In commenting on the freedom we have in Christ Jesus, Eugene Peterson writes the following regarding that Divine Center from which we live:

There we live by faith and failure, by faith and forgiveness, by faith and mercy, by faith and freedom. We do not live successfully. Success imprisons. Success is an unbiblical burden stupidly assumed by prideful persons who reject the risks and perils of faith, preferring to appear right rather than to be human. (Eugene Peterson, Traveling Light, p. 106)
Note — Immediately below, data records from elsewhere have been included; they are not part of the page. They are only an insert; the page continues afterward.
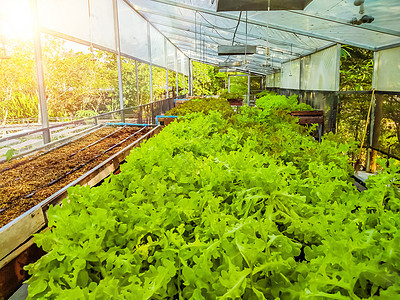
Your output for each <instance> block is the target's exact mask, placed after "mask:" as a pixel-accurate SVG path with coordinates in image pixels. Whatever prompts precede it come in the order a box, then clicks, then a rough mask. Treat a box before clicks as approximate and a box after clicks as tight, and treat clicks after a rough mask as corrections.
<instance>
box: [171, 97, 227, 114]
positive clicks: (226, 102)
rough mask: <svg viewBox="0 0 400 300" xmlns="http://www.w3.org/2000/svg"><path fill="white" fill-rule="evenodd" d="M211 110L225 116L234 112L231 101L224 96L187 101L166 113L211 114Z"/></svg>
mask: <svg viewBox="0 0 400 300" xmlns="http://www.w3.org/2000/svg"><path fill="white" fill-rule="evenodd" d="M211 111H219V112H220V113H221V115H222V116H223V117H230V116H231V115H232V114H233V110H232V107H231V106H230V104H229V102H228V101H226V99H223V98H214V97H213V98H211V97H210V98H196V99H193V100H189V101H185V102H184V103H182V104H180V105H179V106H176V107H174V108H173V109H171V110H169V111H167V112H166V113H165V115H166V116H186V115H188V114H192V113H203V114H209V113H210V112H211Z"/></svg>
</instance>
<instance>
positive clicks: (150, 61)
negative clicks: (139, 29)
mask: <svg viewBox="0 0 400 300" xmlns="http://www.w3.org/2000/svg"><path fill="white" fill-rule="evenodd" d="M147 43H148V53H149V71H150V72H149V73H150V102H151V103H153V75H152V67H153V64H152V62H151V61H152V59H151V38H150V23H149V22H147Z"/></svg>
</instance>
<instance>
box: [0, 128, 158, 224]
mask: <svg viewBox="0 0 400 300" xmlns="http://www.w3.org/2000/svg"><path fill="white" fill-rule="evenodd" d="M140 129H141V128H139V127H130V126H129V127H124V128H122V129H121V127H104V128H101V129H99V130H96V131H95V132H93V133H91V134H89V135H87V136H85V137H82V138H80V139H78V140H76V141H73V142H71V143H69V144H67V145H65V146H63V147H61V148H58V149H55V150H52V151H50V152H48V153H46V154H43V153H37V154H35V155H31V156H27V157H24V158H22V159H19V160H11V161H9V162H6V163H2V164H0V228H1V227H3V226H4V225H6V224H7V223H9V222H10V221H12V220H13V219H15V218H17V217H18V216H20V215H21V214H23V213H24V212H26V211H27V210H29V209H30V208H32V207H33V206H35V205H36V204H38V203H40V202H41V201H43V200H45V199H46V198H47V197H49V196H51V195H52V194H54V193H55V192H57V191H58V190H60V189H61V188H63V187H64V186H66V185H68V184H69V183H71V182H72V181H74V180H75V179H77V178H79V177H80V176H81V175H83V174H84V173H86V172H87V171H89V170H91V169H92V168H94V167H95V166H97V165H98V164H100V163H101V162H103V161H105V160H106V159H107V158H109V157H110V156H112V155H113V154H115V153H117V152H118V151H120V150H122V149H123V148H124V147H126V146H128V145H129V144H131V143H133V142H134V141H135V140H137V139H139V138H140V137H142V136H143V135H144V134H146V133H147V132H149V131H150V130H151V128H145V129H143V130H141V131H140V132H138V133H137V134H135V135H134V136H132V137H130V138H128V137H129V136H130V135H132V134H134V133H135V132H137V131H139V130H140ZM117 130H118V131H117ZM113 132H115V133H114V134H112V135H110V136H109V137H106V138H104V139H103V140H101V141H99V142H98V143H95V142H96V141H98V140H99V139H102V138H103V137H105V136H107V135H109V134H111V133H113ZM125 138H128V139H127V140H126V141H125V142H123V143H122V144H120V145H118V146H116V147H114V148H113V149H111V150H109V151H107V152H106V153H103V152H104V151H106V150H108V149H110V147H112V146H114V145H116V144H118V143H119V142H121V141H122V140H124V139H125ZM92 143H93V145H91V144H92ZM89 145H90V146H89ZM88 146H89V147H88ZM85 147H86V148H85ZM96 156H99V157H97V158H95V157H96ZM94 158H95V159H94ZM92 159H94V160H93V161H91V160H92ZM90 161H91V162H90ZM67 173H68V174H67Z"/></svg>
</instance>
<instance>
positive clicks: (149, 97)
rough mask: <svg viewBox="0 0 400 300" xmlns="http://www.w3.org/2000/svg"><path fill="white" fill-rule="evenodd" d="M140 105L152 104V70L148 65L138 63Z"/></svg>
mask: <svg viewBox="0 0 400 300" xmlns="http://www.w3.org/2000/svg"><path fill="white" fill-rule="evenodd" d="M138 79H139V104H145V103H149V102H150V69H149V65H148V64H146V63H142V62H138Z"/></svg>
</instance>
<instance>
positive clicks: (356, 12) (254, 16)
mask: <svg viewBox="0 0 400 300" xmlns="http://www.w3.org/2000/svg"><path fill="white" fill-rule="evenodd" d="M238 1H239V0H236V2H238ZM242 1H243V0H242ZM265 1H267V0H265ZM129 2H130V3H131V5H132V6H133V7H134V8H135V9H136V10H137V11H138V12H139V13H141V14H142V15H143V16H144V17H145V18H146V19H147V20H149V21H150V22H151V23H152V24H153V25H154V26H155V27H156V28H157V29H159V30H160V31H161V33H163V34H164V35H165V36H166V37H167V38H168V39H169V40H170V41H171V42H172V43H174V44H175V45H176V46H177V47H178V48H179V49H180V50H182V51H183V52H184V54H186V55H187V56H188V57H189V58H192V59H194V60H198V61H203V62H206V63H210V64H216V65H217V64H218V63H220V62H236V61H240V62H242V66H241V67H238V68H237V69H238V70H242V71H243V70H244V71H249V72H254V73H259V74H270V73H273V72H275V71H276V70H277V69H280V68H281V64H282V63H284V62H287V61H290V60H293V59H296V58H299V57H302V56H305V55H309V54H312V53H314V52H317V51H319V50H321V49H325V48H327V47H329V46H332V45H334V44H337V43H339V44H347V45H350V46H355V47H361V48H365V49H369V50H373V51H380V50H384V49H388V48H393V47H398V46H400V1H398V0H385V1H379V0H366V1H365V2H364V1H363V0H356V1H353V0H351V1H350V0H313V1H311V2H310V4H309V5H307V7H306V8H305V9H304V10H288V11H278V10H270V11H248V12H245V11H243V12H239V11H229V12H220V11H219V12H217V3H218V1H215V0H197V1H195V0H129ZM239 2H240V1H239ZM247 2H249V1H247ZM250 2H254V1H250ZM354 2H358V3H359V4H360V3H361V2H364V4H363V5H361V6H356V5H355V4H354ZM371 17H372V18H373V21H372V22H370V21H371V20H372V18H371ZM363 22H365V23H363ZM368 22H370V23H368ZM218 45H255V46H257V51H256V53H255V54H253V55H218Z"/></svg>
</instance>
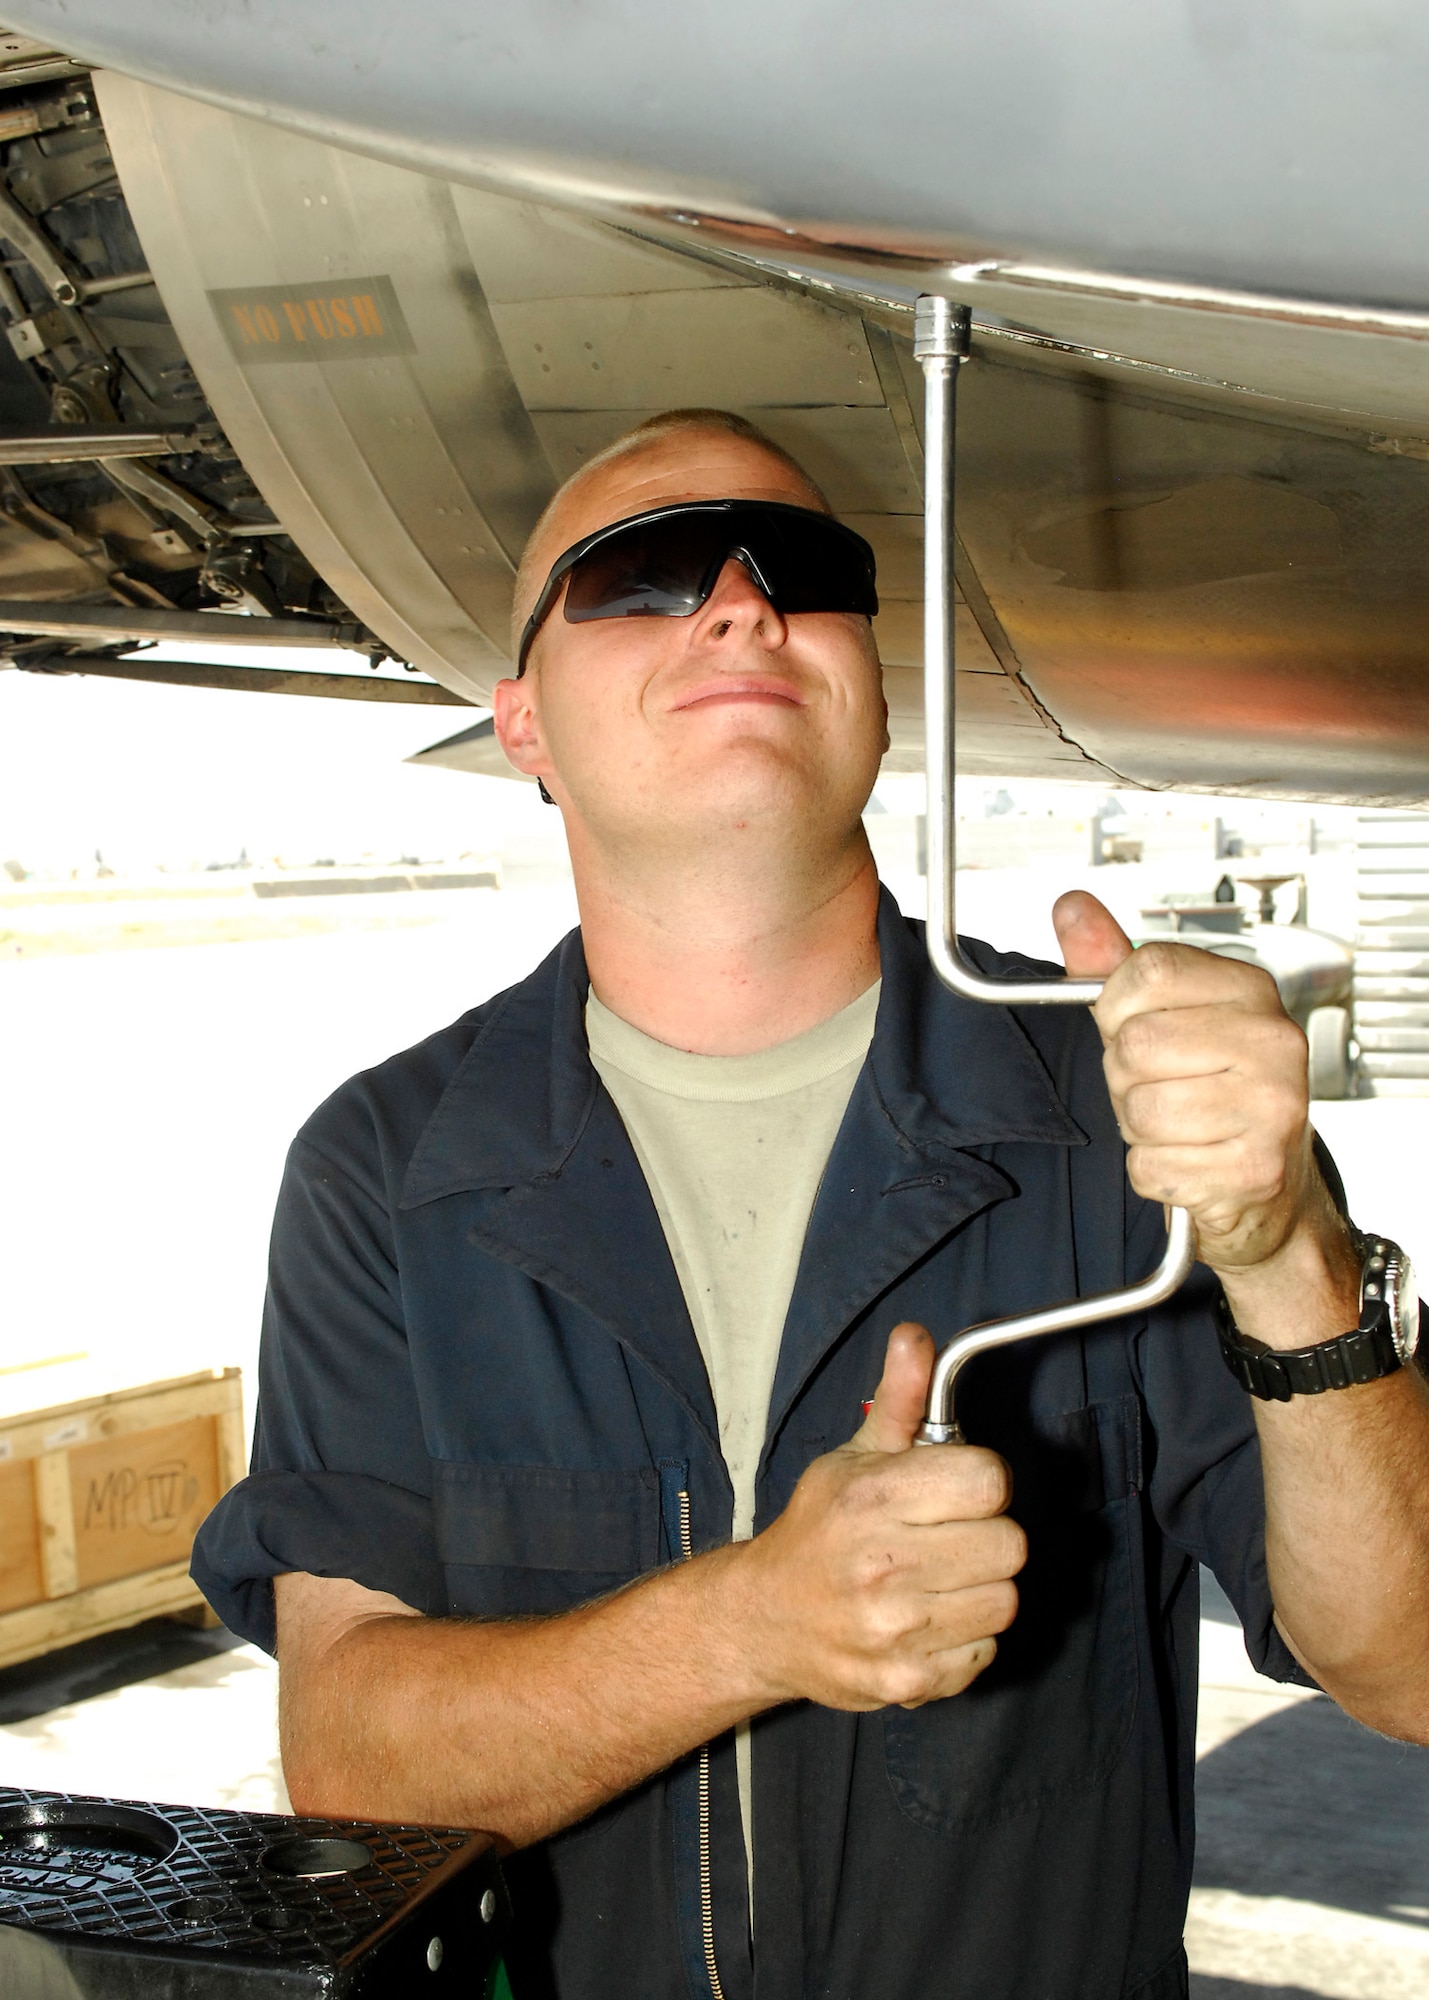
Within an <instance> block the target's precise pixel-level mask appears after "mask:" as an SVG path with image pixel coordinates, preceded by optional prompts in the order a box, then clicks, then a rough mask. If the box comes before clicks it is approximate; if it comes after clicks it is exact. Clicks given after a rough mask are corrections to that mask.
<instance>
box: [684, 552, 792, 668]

In the recent weeks I have had two occasions to rethink our society’s stress on success and my own fascination with being successful. The first occasion was the high school graduations within our community. I found myself, along with many others, wishing the graduates “all the happiness and success in the world.” But then I began to wonder what we mean by “success.” Because of some unique opportunities in my life (from serving as a page in the United States Senate in the early 1960s to rubbing elbows with some great minds in academia), I have witnessed many “successful” people in our world. And my observation is the same as Peterson’s—some of the most enslaved and least joyful persons I have ever known have been great successes in the eyes of the world. So, I wonder if I should wish the young people of our day “all the success in the world.”

The second occasion I have had to rethink our preoccupation with success came in an interview on the TV program “Good Morning America.” The interview was with an author who has explored the transformations possible when people enter their 50s. He said that instead of being a period when everything comes together, this part of one’s life actually can be quite turbulent. During these years as we begin to face our own mortality discovering we have more past than future, we begin to reexamine our lives and rethink our values. Those in midlife may come to very different definitions of success from what they cherished in earlier decades. Basically, during this middle-age crisis, we begin to ask ourselves about the purpose of our lives, and we begin to see how ethically bankrupt many of the definitions of success and the “good life” are which our world expects and offers. And perhaps above all, we begin to realize how lacking we really are in our freedom to choose the course of our lives and the content of our days.

Some at this point in life simply stagnate (which is the first step toward a deeper despair so common to many at the end of life). Others foolishly attempt to become what they were in the past, trying to recapture years which they never fully lived. But others choose to begin life over as they rethink the foundation on which they have lived thus far. And they experience a freedom, a joy, and a gusto as they begin to live and love with an abandon which makes sense only to those who know what abundant life is all about.

So, I guess I would like to reword my blessing to those graduates. I want to say to them, to myself, and perhaps to all of you, since we are all “graduates” as we pass from one stage in life to the next, the following: I wish you the joy and courage of living the journey that corresponds to the uniqueness of your own life and heart. I wish God to be your Eternal Companion on that journey. I wish for you all the graces of love and trust, forgiveness and compassion, integrity and humility, community and celebration. I wish for you the liberating discovery of St. Francis regarding himself when he said, “I am who I am in the heart of God–nothing more and nothing less.” I wish you the peace of being centered in a God who desires exactly what you need to become whole. And I wish you the ability to trust that God with thanksgiving and praise all the days of your life, straight into the arms of eternity.

That’s what I wish I had said. “All the happiness and success in the world” is a paltry blessing compared to the freedom of living from the Center when God is the Center.